Temyiz Eden Taraflar :1-…
2-Kağıthane Vergi Dairesi Müdürlüğü İSTANBUL
İstemin Özeti : Davacı kurumun 1996/Temmuz dönemine ait gelir (stopaj) vergisi borçlarının tahsili maksadıyla D.S.İ. den olan alacaklarına haciz uygulanmıştır. Davacı haciz işleminin iptali ile haczedilen paranın gecikme zammı ölçüsünde tazminat ile birlikte iadesi istemiyle dava açmıştır. … üncü Vergi Mahkemesinin … günlü ve E:…, K:… sayılı kararıyla, davacı şirketin uyuşmazlık konusu döneme ait vergi borcunu maliyeden olan alacağına mahsubunu istediği, mahsup istemi sonrası herhangi bir işlem tesis edilmediği, mahsup talebinin niçin yerine getirilmediği ortaya konulmadan vadesinde ödenmemiş bir amme alacağının bulunduğu kabul edilemeyeceği, ödenmemiş amme alacağı olduğu kabul edilse bile ödeme emri düzenlenmeden doğrudan haciz tesis edilmesinde isabet görülmediği, yükümlünün mahsup talebinde bulunduğu vergi borcunu fazlasıyla karşılayacak alacağı bulunduğu halde haciz işlemi tesisi ile zarara uğradığı ancak İdareye yüklenebilecek kanuni faiz oranı % 30 olduğundan tahsil edilen paranın anılan faiz oranıyla iadesi, fazlaya ilişkin istemin ise reddi gerektiği gerekçesiyle, tahsil edilen paranın yıllık % 30 faiziyle iadesine karar verilmiştir.

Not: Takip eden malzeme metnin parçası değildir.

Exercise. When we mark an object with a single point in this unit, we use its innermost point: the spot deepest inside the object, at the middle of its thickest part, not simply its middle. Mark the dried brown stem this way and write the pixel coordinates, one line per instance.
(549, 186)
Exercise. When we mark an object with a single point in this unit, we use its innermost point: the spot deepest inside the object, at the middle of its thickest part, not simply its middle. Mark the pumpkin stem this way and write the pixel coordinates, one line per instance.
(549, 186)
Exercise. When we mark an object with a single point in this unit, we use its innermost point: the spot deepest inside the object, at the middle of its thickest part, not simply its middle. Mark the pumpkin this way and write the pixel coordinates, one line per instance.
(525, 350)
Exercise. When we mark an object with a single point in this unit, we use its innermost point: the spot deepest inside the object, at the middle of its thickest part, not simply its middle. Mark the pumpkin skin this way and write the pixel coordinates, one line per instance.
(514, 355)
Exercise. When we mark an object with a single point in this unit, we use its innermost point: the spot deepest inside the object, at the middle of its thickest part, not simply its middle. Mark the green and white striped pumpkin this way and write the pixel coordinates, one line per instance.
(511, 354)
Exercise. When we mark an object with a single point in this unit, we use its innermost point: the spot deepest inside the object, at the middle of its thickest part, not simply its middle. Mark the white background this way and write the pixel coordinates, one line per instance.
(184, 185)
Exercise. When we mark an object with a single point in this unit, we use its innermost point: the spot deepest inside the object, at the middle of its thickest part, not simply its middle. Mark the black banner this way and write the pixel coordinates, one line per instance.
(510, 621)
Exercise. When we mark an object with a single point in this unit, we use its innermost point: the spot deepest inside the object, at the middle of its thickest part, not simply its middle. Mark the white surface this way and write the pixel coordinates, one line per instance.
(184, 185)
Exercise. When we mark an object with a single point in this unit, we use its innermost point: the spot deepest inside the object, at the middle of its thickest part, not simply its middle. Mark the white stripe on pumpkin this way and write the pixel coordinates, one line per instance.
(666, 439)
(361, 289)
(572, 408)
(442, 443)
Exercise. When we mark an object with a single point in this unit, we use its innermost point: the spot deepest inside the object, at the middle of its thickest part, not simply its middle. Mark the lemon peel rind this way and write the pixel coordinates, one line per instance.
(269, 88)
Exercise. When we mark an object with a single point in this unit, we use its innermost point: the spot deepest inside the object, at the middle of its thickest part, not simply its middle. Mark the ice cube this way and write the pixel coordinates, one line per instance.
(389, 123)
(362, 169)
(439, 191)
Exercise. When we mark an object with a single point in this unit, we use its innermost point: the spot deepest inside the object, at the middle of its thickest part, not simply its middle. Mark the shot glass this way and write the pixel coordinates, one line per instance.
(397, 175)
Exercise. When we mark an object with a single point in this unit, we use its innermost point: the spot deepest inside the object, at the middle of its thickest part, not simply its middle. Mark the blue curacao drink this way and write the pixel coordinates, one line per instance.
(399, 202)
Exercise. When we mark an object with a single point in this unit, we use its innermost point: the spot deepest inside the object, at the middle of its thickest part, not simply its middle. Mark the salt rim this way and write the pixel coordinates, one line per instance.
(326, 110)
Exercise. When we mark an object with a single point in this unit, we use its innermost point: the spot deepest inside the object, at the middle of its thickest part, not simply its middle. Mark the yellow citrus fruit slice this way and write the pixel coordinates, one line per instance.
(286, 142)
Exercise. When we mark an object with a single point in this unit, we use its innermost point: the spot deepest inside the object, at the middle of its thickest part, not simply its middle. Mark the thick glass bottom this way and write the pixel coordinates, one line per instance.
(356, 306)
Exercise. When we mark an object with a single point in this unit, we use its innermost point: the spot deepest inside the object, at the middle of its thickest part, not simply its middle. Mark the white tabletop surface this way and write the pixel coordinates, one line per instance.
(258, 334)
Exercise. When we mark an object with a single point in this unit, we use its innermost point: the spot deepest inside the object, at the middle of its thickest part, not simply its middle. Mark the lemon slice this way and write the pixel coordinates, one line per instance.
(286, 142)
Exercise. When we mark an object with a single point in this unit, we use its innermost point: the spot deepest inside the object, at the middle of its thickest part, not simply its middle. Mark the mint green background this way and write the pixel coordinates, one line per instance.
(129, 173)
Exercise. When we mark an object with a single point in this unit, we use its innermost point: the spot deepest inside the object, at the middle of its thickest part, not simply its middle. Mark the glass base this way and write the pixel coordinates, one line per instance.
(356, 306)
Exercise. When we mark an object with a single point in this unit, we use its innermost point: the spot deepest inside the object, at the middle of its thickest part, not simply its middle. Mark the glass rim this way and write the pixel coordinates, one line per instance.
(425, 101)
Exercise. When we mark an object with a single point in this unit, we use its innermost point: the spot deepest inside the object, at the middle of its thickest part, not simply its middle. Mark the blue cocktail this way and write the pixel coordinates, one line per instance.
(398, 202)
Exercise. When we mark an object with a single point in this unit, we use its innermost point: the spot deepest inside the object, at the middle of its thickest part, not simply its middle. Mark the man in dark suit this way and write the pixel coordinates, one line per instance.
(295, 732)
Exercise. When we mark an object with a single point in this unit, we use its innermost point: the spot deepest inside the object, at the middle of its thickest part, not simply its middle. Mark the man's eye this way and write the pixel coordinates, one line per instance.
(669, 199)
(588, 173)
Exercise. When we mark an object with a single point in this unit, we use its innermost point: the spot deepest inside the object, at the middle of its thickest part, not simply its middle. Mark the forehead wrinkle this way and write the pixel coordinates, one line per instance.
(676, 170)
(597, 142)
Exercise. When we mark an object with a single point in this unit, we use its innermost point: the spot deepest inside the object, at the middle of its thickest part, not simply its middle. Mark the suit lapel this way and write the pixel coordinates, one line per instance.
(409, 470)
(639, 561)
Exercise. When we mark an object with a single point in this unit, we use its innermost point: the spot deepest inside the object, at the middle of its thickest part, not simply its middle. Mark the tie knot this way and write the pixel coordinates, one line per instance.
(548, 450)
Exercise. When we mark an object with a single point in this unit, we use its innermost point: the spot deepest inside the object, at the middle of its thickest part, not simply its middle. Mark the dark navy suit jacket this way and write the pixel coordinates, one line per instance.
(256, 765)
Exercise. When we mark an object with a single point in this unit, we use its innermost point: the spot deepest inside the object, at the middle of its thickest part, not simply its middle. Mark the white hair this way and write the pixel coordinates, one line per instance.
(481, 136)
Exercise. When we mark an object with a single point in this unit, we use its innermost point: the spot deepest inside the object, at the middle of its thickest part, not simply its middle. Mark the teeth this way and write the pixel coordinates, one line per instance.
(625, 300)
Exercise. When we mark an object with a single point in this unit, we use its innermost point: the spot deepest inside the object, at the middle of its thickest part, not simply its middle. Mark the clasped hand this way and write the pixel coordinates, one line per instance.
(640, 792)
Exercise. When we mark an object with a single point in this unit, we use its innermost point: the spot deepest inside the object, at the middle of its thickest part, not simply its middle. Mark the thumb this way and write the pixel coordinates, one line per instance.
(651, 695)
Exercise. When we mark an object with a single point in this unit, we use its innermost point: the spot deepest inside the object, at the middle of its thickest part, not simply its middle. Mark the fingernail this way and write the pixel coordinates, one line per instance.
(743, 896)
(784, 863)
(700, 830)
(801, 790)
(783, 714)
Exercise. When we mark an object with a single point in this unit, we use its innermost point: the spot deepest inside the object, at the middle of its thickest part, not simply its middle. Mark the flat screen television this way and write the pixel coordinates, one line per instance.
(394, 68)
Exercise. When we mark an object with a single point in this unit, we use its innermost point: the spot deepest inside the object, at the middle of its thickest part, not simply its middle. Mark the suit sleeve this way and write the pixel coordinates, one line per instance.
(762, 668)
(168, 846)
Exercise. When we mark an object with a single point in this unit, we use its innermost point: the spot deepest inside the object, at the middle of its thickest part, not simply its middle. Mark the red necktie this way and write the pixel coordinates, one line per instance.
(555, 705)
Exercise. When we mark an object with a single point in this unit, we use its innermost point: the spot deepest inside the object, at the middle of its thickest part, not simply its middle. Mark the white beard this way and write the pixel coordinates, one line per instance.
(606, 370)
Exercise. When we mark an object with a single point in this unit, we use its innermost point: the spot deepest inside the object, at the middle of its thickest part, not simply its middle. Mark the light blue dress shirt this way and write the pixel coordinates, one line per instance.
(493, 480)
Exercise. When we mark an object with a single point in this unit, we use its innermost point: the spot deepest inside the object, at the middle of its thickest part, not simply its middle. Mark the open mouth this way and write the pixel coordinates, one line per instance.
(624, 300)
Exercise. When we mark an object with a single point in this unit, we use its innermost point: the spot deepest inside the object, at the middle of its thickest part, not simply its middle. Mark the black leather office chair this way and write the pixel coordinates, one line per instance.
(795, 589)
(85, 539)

Vergi Dairesi Müdürlüğü davacının mahsup talebini eksik evrakla yaptığını ve bu nedenle mahsup talebinin kabul edilmediğini, Davacı ise kendileri lehine takdir edilen % 30 faizin çok düşük olduğunu ileri sürerek kararın bozulmasını istemektedirler.
Savunmanın Özeti :Davacı, Vergi Dairesi Müdürlüğü temyiz isteminin reddi gerektiğini savunmaktadır.
Danıştay Savcısı …’nın Düşüncesi :Olayda, vergi borçlarına mahsup edilmek üzere Devlet Su İşlerindeki istihkaklarından tahsil edilen meblağın, yıllık % 30 yasal faizi ile birlikte davacı kuruma iadesi yolundaki Vergi Mahkemesi kararının taraflarca bozulması istenilmektedir.
Davalı idarenin, temyiz dilekçesinde, haciz uygulaması suretiyle yapılan tahsilata ilişkin olarak ileri sürülen hususlar 2577 sayılı İdari Yargılama Usulü Kanunu’nun 49.maddesinin 1.bendinde belirtilen nedenlerden hiçbirisine uymayıp Vergi Mahkemesince verilen kararın dayandığı hukuki ve yasal nedenler karşısında anılan kararın bu yönden bozulmasını gerektirir nitelikte bulunmamıştır.
Ancak, niteliği gereği faiz, ancak sözleşme ya da kanun hükmüne dayanılarak talep edilebileceğinden ve hangi nedenle olursa olsun ödenmiş bir verginin açılan dava sonunda iadesine karar verilmesi halinde, ilgilisine ayrıca faiz ödenmesini öngören bir yasa hükmü bulunmadığından, Mahkemece bu hususlar gözetilmeden karar verilmiş olması ise yerinde görülmemiştir.
Açıklanan nedenlerle Vergi Dairesi Müdürlüğünün, faize yönelik temyiz isteminin kabulü ile Vergi Mahkemesi kararının bu kısmının bozulmasının, yapılan tahsilata yönelik temyiz istemi ile davacı kurumun temyiz isteminin ise dayanağı bulunmadığından reddinin uygun olacağı düşünülmektedir.
Tetkik Hakimi …’ın Düşüncesi : Taraflar temyiz dilekçelerinde öne sürülen hususlar, temyize konu mahkeme kararının bozulmasını sağlayacak nitelikte bulunmadığından taraflar temyiz isteminin reddi gerektiği düşünülmektedir.

TÜRK MİLLETİ ADINA
Hüküm veren Danıştay Dördüncü Dairesince gereği görüşüldü:
Taraflarca temyiz dilekçelerinde ileri sürülen iddialar, bozulması istenilen kararın dayandığı gerekçeler karşısında, yerinde ve kararın bozulmasını sağlayacak durumda görülmemiştir.
Bu nedenle taraflar, temyiz isteminin reddine 16.2.1999 gününde oybirliğiyle karar verildi.